31 de março de 2007

Carpe Diem o escambau!

Até que ponto podemos confiar em nosso coração para tomar decisões?

Diferente da facilidade dos tempos antigos, hoje não contamos com oráculos e/ou mensageiros dos deuses para consultar dúvidas e questões amorosas da vida, tomando esta última apenas como exemplo.

Agora... qual é o limite entre achar e sentir? Como podemos diferenciar? O achar é consciente. Todas as suas crenças, signos e capitais simbólicos estão dentro do achar. Mas acredito que temos o oposto também. O coração é uma das únicas partes puras do nosso corpo. Sem qualquer conexão direta com o mundo exterior, mas com uma fundamental importância em nosso mundo interior. Talvez ele esteja conectado também à todos os outros corações do mundo. Enfim... um coração sem influências externas, de uma sociedade, que pode apenas sentir, sem julgar. Apenas sentir... sentir o verdadeiro significado das coisas, o que as pessoas realmente são e o que não são.

Desculpe... mas sou adepto do coração. E não me arrependo de ser sincero, falar e entender o que talvez não possa ser entendido nas linhas, mas nas entrelinhas. Porra! Siga seu coração, sem medo de ser feliz, sem pensar no que os outros vão pensar e sem se colocar em um conceito pré-estabelecido, ou melhor. Num pré-conceito.

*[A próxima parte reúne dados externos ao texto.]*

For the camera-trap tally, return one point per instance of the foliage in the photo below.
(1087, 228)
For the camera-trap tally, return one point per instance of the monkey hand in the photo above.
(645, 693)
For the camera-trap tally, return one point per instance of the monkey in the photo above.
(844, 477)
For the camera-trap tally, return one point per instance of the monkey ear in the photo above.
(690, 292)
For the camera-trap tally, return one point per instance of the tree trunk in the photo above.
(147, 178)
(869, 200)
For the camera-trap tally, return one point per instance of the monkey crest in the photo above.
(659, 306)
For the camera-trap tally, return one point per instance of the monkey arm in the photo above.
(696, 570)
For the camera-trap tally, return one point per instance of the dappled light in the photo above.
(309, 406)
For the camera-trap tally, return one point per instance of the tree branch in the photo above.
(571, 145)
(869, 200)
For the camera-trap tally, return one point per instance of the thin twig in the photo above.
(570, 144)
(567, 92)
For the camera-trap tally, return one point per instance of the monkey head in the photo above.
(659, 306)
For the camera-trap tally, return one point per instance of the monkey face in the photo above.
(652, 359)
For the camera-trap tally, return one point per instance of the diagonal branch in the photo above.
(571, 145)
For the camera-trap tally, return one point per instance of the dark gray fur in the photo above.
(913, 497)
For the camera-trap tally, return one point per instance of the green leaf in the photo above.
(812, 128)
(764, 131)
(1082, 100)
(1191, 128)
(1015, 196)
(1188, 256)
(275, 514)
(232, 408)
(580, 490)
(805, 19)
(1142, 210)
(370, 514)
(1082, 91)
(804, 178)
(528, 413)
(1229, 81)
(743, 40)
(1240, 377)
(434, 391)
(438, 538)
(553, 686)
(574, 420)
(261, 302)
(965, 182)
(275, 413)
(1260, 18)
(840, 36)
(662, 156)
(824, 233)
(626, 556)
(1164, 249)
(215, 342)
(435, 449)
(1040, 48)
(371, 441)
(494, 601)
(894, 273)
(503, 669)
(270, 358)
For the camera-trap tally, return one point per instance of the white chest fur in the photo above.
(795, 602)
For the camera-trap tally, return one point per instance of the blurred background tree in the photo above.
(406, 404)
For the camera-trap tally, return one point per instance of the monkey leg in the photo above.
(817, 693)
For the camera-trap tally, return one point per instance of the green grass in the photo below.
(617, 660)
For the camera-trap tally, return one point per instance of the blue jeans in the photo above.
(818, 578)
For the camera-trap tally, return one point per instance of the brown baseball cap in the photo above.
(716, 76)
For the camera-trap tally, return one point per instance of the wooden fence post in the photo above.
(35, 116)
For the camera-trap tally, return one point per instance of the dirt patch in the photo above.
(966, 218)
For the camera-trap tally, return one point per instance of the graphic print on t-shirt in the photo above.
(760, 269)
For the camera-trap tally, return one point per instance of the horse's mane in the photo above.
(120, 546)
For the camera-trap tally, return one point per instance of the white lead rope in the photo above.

Não tente controlar sua vida e fazer dela algo que não é. Deixe a vida te levar. Sem pressa, sem preocupações, sem pensar que você não aproveitou intensamente aquele momento. Carpe Diem é só mais uma forma de vender perfumes para conquistar garotas.

Pois bem... antes de conquistar garotas, conquiste seu coração. Tenho certeza de que ele irá te levar para o lugar certo, na hora certa e na velocidade certa.

(em casa / ao som de Wake Up - Alanis Morissette / em dúvida e na quase certeza / aguentando o que eu acho que não mereço aguentar / acho que sou o Superman / só queria esquecer algumas coisas / seguindo meu coração mas esperando que corações sejam seguidos / categoria do post: "ó vida")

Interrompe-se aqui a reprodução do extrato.